Notes
tilted triangles solution

Solution to the Tilted Triangles Puzzle

Solution by Angle at the Centre is Twice the Angle at the Circumference

With the points labelled as in the above diagram, since the triangles are equilateral and congruent the lengths of $O E$, $O D$, $O B$, and $O A$ are all the same so the circle centred on $O$ that passes through $E$ also passes through $D$, $B$, and $A$.

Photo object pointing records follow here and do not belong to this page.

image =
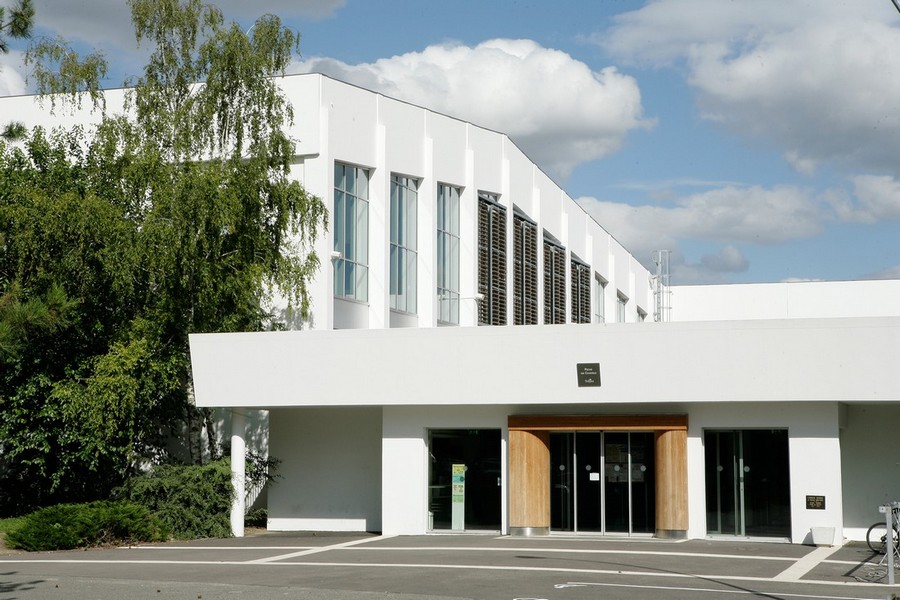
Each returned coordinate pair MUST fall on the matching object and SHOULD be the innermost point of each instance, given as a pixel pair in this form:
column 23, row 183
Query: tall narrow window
column 581, row 291
column 351, row 232
column 448, row 254
column 491, row 260
column 554, row 281
column 621, row 301
column 525, row 265
column 404, row 198
column 599, row 299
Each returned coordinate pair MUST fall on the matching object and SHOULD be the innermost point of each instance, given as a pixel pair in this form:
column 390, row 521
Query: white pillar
column 238, row 464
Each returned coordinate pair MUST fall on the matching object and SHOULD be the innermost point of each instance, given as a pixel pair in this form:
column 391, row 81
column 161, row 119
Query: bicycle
column 876, row 536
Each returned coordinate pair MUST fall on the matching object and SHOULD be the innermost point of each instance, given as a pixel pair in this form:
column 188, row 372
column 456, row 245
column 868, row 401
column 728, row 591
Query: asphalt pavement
column 442, row 567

Since the angle at the centre is twice the angle at the circumference, the reflex angle $E \hat{O} A$ is twice angle $E \hat{B} A$. The same argument shows that angle $B \hat{O} D$ is twice angle $B \hat{A} D$. Adding together angles $B \hat{A} D$ and $E \hat{B} A$ therefore gives half of the sum of $B \hat{O} D$ and $E \hat{O} A$. Angles $D \hat{O} E$ and $A \hat{O} B$ are both the interior angle of an equilateral triangle so are $60^\circ$. Since the angles at a point add up to $360^\circ$, this means that angles $B \hat{A} D$ and $E \hat{B} A$ add up to $120^\circ$. Then as the angles in a triangle add up to $180^\circ$, angle $A \hat{C} B$ is $60^\circ$ and so $B \hat{C} D$ is $120^\circ$.